A falta de grandes monumentos, la medina, declarada Patrimonio de la Humanidad, es un calidoscopio de colores, olores y sonidos que apenas ha cambiado con el paso del tiempo. Las pequeñas barcas que inundan el bullicioso puerto mantienen su intenso color azul, y los cañones de metal macizo que guardan la Skala siguen apuntando a un más que improbable enemigo que llegue desde el mar. El olor a pescado impregna la Puerta de la Marina, desde la que pueden observarse en todo su esplendor la murallas que rodean la villa.

 

 

Las calles, con su trazado ordenado, permiten al recién llegado iniciar caminatas sin rumbo preciso sin el temor angustioso de perderse. Repletas de actividad comercial, siempre llevan a algún lugar con colores y sonidos: el mercado del grano, el de las especias… Incluso aquellas calles de aspecto más sencillo,  las que recorren en paralelo la muralla, descubren un mundo tranquilo donde sastres, tintoreros, herreros, carpinteros y pintores conviven puerta con puerta.

 

 

 

Hay mucho más en esta pequeña ciudad sin apenas monumentos, pero hay que descubrir las cosas poco a poco, dejarse llevar, algo que aquí es sencillo y nada arriesgado.

 

 

 

CÓMO LLEGAR

Volar hasta Marrakech y una vez alli,  lo mejor es tomar un autobús (unas tres horas de viaje, 175 kilómetros) o un taxi (2 horas de viaje).

 

QUÉ SABER

Situada al sur de la costa atlántica, Essaouira tiene una población de 80.000 habitantes, repartidos entre la antigua medina y la Ciudad Nueva.
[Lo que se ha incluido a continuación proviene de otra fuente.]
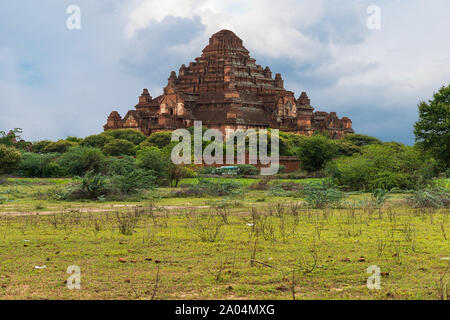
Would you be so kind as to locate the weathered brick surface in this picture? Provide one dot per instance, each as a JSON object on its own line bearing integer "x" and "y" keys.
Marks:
{"x": 226, "y": 89}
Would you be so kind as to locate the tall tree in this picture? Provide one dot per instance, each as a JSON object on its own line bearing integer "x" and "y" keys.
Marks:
{"x": 432, "y": 131}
Clima. De tipo árido, pero con influencia de las corrientes frías que llegan desde las Islas Canarias, de modo que se forma un microclima que mantiene la temperatura en una media que va desde los 17º a los 27 ºC. Incluso en verano conviene llevarse algo de abrigo para las noches.
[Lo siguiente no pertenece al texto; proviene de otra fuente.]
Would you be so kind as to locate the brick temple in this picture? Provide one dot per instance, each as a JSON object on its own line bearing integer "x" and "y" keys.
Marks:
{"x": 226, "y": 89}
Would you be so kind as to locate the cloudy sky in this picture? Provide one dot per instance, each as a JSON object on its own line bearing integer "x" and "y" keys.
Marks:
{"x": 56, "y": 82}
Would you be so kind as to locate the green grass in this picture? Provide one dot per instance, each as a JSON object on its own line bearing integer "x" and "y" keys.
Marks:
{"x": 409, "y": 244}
Formalidades de entrada. pasaporte en vigor para los ciudadanos españoles.

Cómo moverse. Por la medina no se permite el tráfico rodado, excepto bicicletas y carros. Para moverse por la Ciudad Nueva lo mejor son los “petit taxis”, muy baratos, aunque conviene negociar precios antes del trayecto. También se puede alquilar un automóvil para desplazarse hasta las playas cercanas e incluso para rewalizar una excursión a Marrakech, Agadir o Safi. Hay autobuses que realizan estas mismas rutas.

 

QUÉ VER, QUÉ HACER

La Skala del puerto y de la villa, ambas asomadas al mar y recorridas por una magnífica colección de cañones de los siglos XVIII y XIX. Las calles adyacentes a la muralla agrupan a numerosos pintores y artesanos de la madera de tuya. Tampoco hay que perderse las diferentes puertas de entrada a la ciudad; el puerto, sobretodo cuando empieza a caer la tarde, y los variados mercados y plazas que salpican la medina, entre ellas la dedicada a Orson Welles. Para quienes prefieran las playas, la mejor se encuentra unos 27 kilómetros al sur. Es Kidi Kaouki y es un auténtico paraíso para los surfistas. Otra opción es alquilar dromedarios para pasear por las dunas. El atardecer es un buen momento para visitar alguno de los numerosos hammanes, donde se ofrecen también masajes.

 

QUÉ COMPRAR

Alfombras, especias, tajines decorados, joyas de plata… La artesanía más autóctona se centra en los objetos de madera de tuya, las lámparas de piel tintada, las babuchas y bolsos que combinan cuero y rafia de colores, y los gorros de lana.

 

GASTRONOMÍA

Lo mejor, el pescado. En la misma plaza Mulay Hassan, junto al puerto, numerosos chiringuitos ofrecen mercancía fresca y de calidad.  En el mercado de pescado hay dos únicos restaurantes donde se cocina lo que se ha comprado previamente en la plaza.

 

DÓNDE DORMIR

Essaouira permite tantas opciones como bolsillos haya. Desde lujosos riads hasta sencillas casas alquiladas por días a grupos numerosos. Entre los primeros recomendamos:

Hotel Des Illes (tel. 00 212 (0) 44 78 36 36). Aquí se alojaba habitualmente Orson Welles.

Villa Bagdad (Tel. 00 212 (0) 44 47 20 23). Es uno de los más bellos hoteles de la ciudad.

Para las casas particulares preguntar en las mismas tiendas de la ciudad o en la misma oficina de turismo.